“Zaten Türk değildi” diyecekler...
17 ARALIK 2006
Yaşam gibi ölümü de dramatikti. Onun filmini yapsaydım, o düşüş sahnesiyle başlardım. Slow motion... Bir konser salonundan çıkarken. Takılıp düşmeye başlama ânıyla başlar. Geri dönüşlerle bütün yaşamın dramatik anları yaşanır. Aralarda geri gelip düşme hareketinin devamı izlenir ve final... Başını çarptığı ve bir devrin, bir yaşamın noktalandığı an...
Eğer Ray adlı film olmasaydı, Ahmet Ertegün’ü ABD’lilerin nasıl gördüğünü hiçbir zaman tam olarak anlamayacaktık. En azından ben... Popüler kültür penceresinden bakıldığında, ABD’de Türkiye algısının altını Orhan Pamuk dahil herkesten fazla çizmiş olan Ertegün’ün yukarıdakine benzer bir filmini yapmak da eminim yine Amerikalılara düşecektir. Hayıflanmaya gerek yok. Atatürk ve döneminin filmini yapamamış bir ulusun çocuklarıyız biz. Ertegün kim ki?..
Eğer ABD’de ayrı tören yapılmaz; tek tören İstanbul’da organize edilirse, bakın kimler dünyanın dört bir tarafından kopup gelecekler...
Şimdi bazı kafatasçı, kıskanç, muhteris tayfası kalkıp Ahmet Ertegün’ün ne kadar Türk olduğunu tartışacak... TGRT işinde adamcağızı sarsmaya başlamışlardı zaten... Hiç sesinizi çıkarmayın. İçinizden “Kurt ulur, kervan yürür”, deyin... Sadece “Adı Türktü, Kendine sorulduğunda ‘Türküm’ derdi, Bodrum’da evi vardı, Üsküdar’daki Özbek Tekkesine gömülmek istemiş” diye ekleyin... O kadar yeter...
Türkiye’den ama Türkiye’de yok!
Pazarlamanın geldiği son nokta hiç de şaşırtıcı değil. Yıllardır bas bas bağırıyor akademisyenler, uzmanlar, hemen hemen her sektörden herkes: ‘Yerellik ve kültüre özen, iletişimde önemli bir meseledir. Bunu anlayan ve buna yatırım yapanların farklılaşmak adına şansları vardır’...
Coca Cola’nın her ülkenin kültür ve değerlerine gösterdiği saygı ile iletişim stratejisini, planlamasını ve uygulamasını yerelleştirmesi sadece takdir edilecek değil, örnek alınacak bir yaklaşımdır.

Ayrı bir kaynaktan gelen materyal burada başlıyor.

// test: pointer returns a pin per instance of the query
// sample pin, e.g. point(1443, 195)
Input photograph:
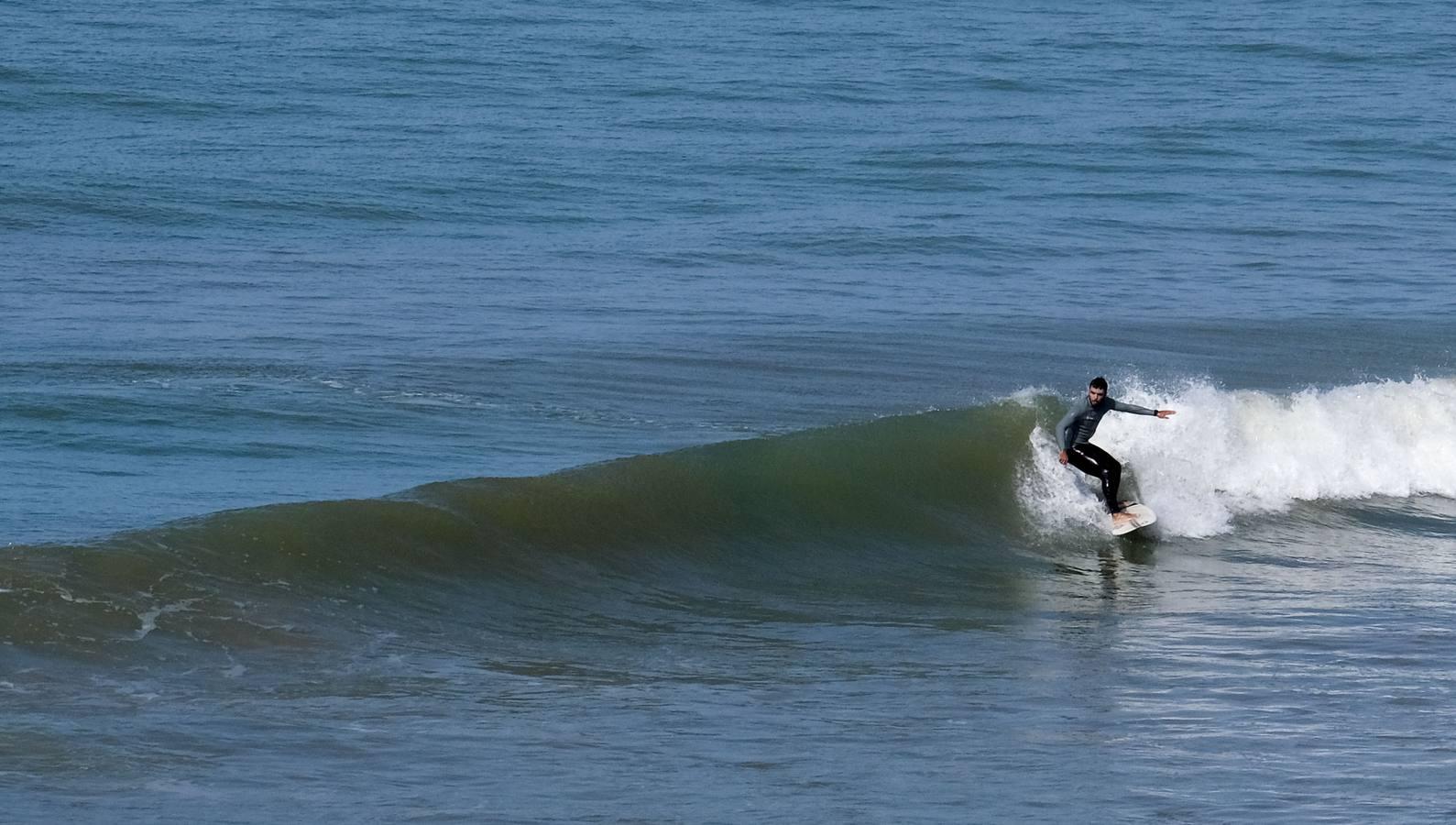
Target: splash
point(1231, 454)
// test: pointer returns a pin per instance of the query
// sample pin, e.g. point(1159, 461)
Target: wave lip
point(1232, 454)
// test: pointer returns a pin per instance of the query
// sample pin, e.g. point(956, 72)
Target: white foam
point(1240, 452)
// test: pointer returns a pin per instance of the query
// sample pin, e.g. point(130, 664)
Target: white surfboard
point(1142, 516)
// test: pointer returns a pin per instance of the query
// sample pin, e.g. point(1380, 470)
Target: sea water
point(644, 412)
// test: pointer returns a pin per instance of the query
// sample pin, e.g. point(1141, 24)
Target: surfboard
point(1142, 516)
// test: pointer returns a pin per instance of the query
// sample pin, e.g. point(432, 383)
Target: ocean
point(642, 412)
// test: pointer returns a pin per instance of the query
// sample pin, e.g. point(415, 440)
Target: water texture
point(640, 412)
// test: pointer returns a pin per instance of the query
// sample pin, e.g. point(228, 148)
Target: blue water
point(852, 261)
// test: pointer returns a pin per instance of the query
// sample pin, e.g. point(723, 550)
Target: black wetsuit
point(1075, 434)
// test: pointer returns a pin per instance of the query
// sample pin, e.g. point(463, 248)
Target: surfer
point(1075, 434)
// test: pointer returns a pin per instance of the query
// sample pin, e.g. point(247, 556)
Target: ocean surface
point(640, 412)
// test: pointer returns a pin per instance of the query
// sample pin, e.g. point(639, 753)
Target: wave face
point(1235, 454)
point(963, 487)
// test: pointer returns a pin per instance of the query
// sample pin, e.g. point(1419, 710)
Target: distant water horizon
point(642, 412)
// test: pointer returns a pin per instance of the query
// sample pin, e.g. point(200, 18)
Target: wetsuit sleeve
point(1133, 409)
point(1067, 427)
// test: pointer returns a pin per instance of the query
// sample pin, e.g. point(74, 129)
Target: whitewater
point(1243, 454)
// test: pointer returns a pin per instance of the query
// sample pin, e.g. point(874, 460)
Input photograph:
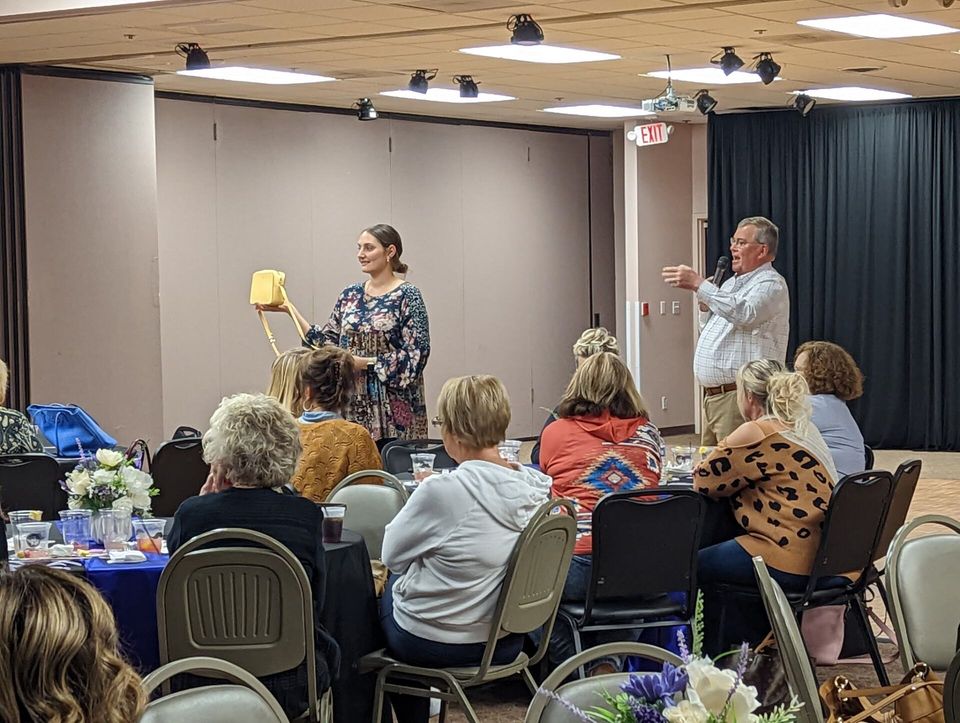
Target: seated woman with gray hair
point(252, 447)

Bana sorarsanız, örnek alınacak ikinci bir marka daha oldu bu alanda: Adidas. Yeni projesi ‘Materials of the world’ (Dünyanın malzemeleri) uzun süre belli ki adından söz ettirecek. Türk kilimi motifli, Çin ipeğinden üretilen ve ejderha figürlü, Japon kimono desenli, Endonezya’dan esintili ayakkabılar, eşofmanlar, şapkalar...
Lütfen uzmanlarınızı dinleyin!
“Biz her şeyi biliriz. İletişim neymiş ki?” tavrı içinde olursan, olacak budur. Sana ait, senin adını taşıyan bir alışveriş merkezinde 3,5 yaşında bir kız çocuğu, bir süre önce 16 yaşında bir gencin yaşamına mal olan merdivenlerden düşer, ölür. Aynı yerde... Sen de hastaneye gider beyanat verirsin: “Burası sirk değil ki. Çarşı... Bu bir eğitim meselesidir!..”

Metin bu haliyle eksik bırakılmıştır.